La respuesta, como ha planteado Pedro Cayuqueo, nos lleva a Tapihue, cerca de Yumbel, y a enero de 1825. Al único Parlamento o Koyang entre la República de Chile y el pueblo mapuche, que puso fin a la guerra intermitente que se arrastraba desde la independencia, y que explica la participación de mapuches, como Lorenzo Colipí, en la guerra contra la Confederación Perú-Boliviana (1836-1839).
El texto del acuerdo alcanzado merece ser leído, está disponible online, y sus términos, mirados de cerca, resultan conmovedores. Se habla de ser una sola gran familia, defender y acrecentar los intereses comunes, y buscar juntos la prosperidad. Muchas de sus frases tendrían pleno sentido hoy.
Pero, ¿es posible convocar hoy a un Parlamento? A muchos esto les sonará idiota. En Chile curiosamente pensamos que las instituciones “vencen”, como vence la comida o como queda obsoleta la tecnología. Como si algo por antiguo resultara también inútil. Sin embargo, la realidad es la contraria: tener a mano una institución validada por los siglos (el primer Parlamento fue en 1641) y reconocida por ambas partes, y no usarla, es lo que resulta definitivamente idiota.
Convocar a un Parlamento, diseñarlo y disponer de los medios necesarios para llevarlo adelante obligaría al pueblo mapuche, tal como ha señalado el antropólogo Joaquín Saavedra, a organizarse, discutir y aunar posiciones. Y obligaría al Estado chileno, que debe ser representado en el Parlamento por sus máximas autoridades, a hacer lo mismo. Forzaría a todos a tomarse en serio el diálogo con el otro, a revisar su propia historia, a considerar el contexto presente y sus posibilidades, y a dejar de lado la violencia estéril e inorgánica que va de a poco consumiendo La Araucanía. Dejaría, además, a las minorías ultronas de ambos lados en el lugar marginal que les corresponde.
¿Es fácil dar este paso? No, para nada. Primero, exige que el Estado chileno reconozca a los mapuches como un “otro” que, sin embargo, es parte suya. Esto es casi imposible de hacer dentro de la lógica soberanista, pero el principio de subsidiariedad que inspira nuestra Constitución lo posibilita. Y, segundo, demanda comprender las sutilezas rituales y formales que un evento de esta naturaleza exige: la conversación en el contexto de un Parlamento no es un diálogo habermasiano ni una negociación empresarial. La razón, la ley y los intereses son sólo un ingrediente dentro de un universo más complejo.

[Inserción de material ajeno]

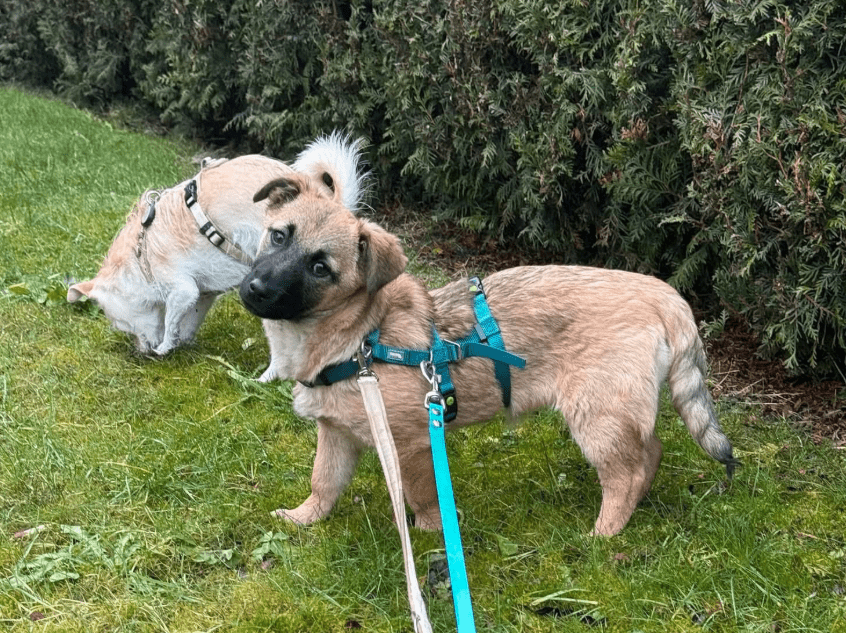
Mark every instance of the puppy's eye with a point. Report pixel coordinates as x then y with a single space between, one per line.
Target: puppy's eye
320 269
278 237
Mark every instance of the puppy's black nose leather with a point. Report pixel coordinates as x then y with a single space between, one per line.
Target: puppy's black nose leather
258 288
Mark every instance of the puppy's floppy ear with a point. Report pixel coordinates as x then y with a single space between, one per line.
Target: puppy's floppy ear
278 191
380 255
77 291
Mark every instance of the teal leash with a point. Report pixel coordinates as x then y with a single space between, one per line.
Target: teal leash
449 519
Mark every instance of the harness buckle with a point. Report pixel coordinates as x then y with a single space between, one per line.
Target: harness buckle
364 357
456 346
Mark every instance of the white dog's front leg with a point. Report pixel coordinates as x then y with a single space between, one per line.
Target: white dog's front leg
182 297
194 317
334 465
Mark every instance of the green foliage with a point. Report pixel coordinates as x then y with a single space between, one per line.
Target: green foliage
700 141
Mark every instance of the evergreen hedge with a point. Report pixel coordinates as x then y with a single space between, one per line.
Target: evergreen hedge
699 140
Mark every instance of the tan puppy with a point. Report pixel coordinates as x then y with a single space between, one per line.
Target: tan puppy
598 345
161 274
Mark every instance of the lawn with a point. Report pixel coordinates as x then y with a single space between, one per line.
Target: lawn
135 493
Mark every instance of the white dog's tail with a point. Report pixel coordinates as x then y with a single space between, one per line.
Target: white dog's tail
334 159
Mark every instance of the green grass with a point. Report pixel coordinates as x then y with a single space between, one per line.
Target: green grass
154 479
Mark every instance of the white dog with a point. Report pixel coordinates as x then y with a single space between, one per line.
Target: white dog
184 246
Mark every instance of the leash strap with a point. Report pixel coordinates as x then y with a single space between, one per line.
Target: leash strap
368 383
208 229
449 519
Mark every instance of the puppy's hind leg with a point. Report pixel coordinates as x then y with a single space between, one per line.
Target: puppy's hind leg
626 464
334 465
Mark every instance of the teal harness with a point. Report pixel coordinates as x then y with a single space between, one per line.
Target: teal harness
484 340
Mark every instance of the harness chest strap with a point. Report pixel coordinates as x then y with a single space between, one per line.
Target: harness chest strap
484 340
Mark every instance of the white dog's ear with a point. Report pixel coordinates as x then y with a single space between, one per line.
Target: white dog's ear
381 259
279 191
77 291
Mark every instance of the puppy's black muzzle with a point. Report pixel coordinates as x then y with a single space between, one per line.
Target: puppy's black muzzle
273 291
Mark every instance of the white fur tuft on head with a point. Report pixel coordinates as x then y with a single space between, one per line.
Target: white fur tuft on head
339 157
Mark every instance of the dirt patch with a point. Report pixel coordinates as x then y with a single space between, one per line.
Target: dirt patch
737 370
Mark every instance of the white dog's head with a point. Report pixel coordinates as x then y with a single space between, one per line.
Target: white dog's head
132 313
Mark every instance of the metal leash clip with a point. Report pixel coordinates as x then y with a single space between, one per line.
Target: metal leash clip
364 357
433 378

Si Piñera invitara a los mapuches a organizar en conjunto un Parlamento para el 2020, quizás en Tapihue, para hablar de lo que no se ha hablado durante tantos años, la pelota quedaría en el otro lado de la cancha. Y la posibilidad de pasar a la historia como el presidente que por fin entendió el problema mapuche e hizo algo por resolverlo políticamente, a la vuelta de la esquina.